Visiting off the beaten path villages in Tavush, Armenia

Within the framework of the Mets Gyughakarg (Great Rural Order) project, launched by Sevak Arevshatyan and Sofia Hakobyan, a group of us visited the Berkaber, Barekamavan and Baghanis villages in the Tavush province of Armenia in early March 2024.

We set off at the crack of dawn from Yerevan for the day trip. In an endeavor to get off the beaten path and get back to nature, we passed through long winding roads to reach our destination, seeking something out of the ordinary. Notwithstanding the cloudy weather, we were able to unwind and enjoy the picturesque sights due to the inhabitants’ exceptional hospitality and kindness.

Berkaber is a village in the Ijevan municipality of Tavush, situated in close vicinity to the Armenia-Azerbaijan line of contact. Located 17 km away from the city of Ijevan and 700 m above sea level, it lies on the southern bank of the Berkaber reservoir and in the valley of the Voskepar river. The latter is the left side tributary of the Aghstev river.

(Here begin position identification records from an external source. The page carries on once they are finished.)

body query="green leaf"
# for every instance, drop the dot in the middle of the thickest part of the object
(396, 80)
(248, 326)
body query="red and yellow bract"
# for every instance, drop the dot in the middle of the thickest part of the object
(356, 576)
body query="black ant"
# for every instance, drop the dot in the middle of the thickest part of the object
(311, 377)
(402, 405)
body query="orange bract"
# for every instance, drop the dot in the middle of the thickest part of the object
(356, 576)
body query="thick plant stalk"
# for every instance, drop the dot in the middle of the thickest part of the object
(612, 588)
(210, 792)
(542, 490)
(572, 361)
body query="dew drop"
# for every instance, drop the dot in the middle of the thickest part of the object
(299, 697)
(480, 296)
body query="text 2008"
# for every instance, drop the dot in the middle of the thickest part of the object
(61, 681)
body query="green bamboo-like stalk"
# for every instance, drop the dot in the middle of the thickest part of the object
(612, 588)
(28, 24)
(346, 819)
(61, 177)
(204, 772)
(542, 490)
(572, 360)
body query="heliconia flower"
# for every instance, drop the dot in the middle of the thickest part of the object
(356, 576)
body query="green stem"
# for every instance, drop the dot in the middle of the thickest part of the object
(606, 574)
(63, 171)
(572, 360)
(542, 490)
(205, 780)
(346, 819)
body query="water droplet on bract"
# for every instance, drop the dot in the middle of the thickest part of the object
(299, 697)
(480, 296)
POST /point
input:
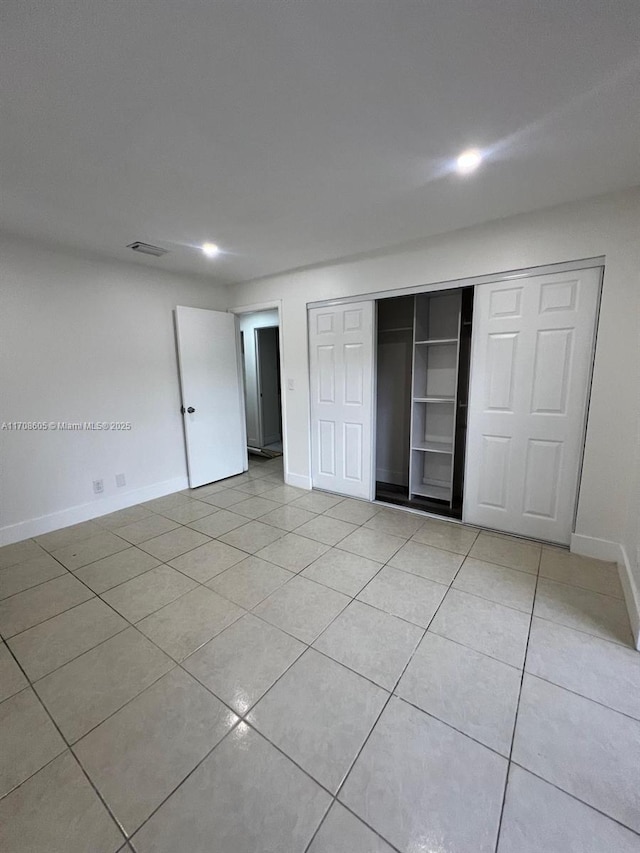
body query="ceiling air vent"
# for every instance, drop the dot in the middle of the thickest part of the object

Berkaber village has been populated since 4000-3000 BC. The village boasts a mausoleum field (4000-2000 BC), a rural settlement (3-19 AD), a cemetery (13-19 AD), khachkars (9-12 AD) and a memorial erected in memory of the victims of World War II.

Received with effusive welcome at Berkaber, we strolled through the hub of the village. We spotted the newly built St. Gevorg Church and museum, founded by Norayr Arzumanyan. One of the inhabitants invited us to their house and laid a lavish table, full of the harvest from their garden and traditional thyme tea, a healthy herb picked from the Armenian mountains.

The soil of Berkaber is fertile with different kinds of fruits, namely pomegranate, peach, apple, persimmon and mulberry. The fruits of Berkaber have a unique taste, as sweet as honey. Berkaber’s pomegranates taste like those of Artsakh. Berkaber has great potential for producing wine and honey as well.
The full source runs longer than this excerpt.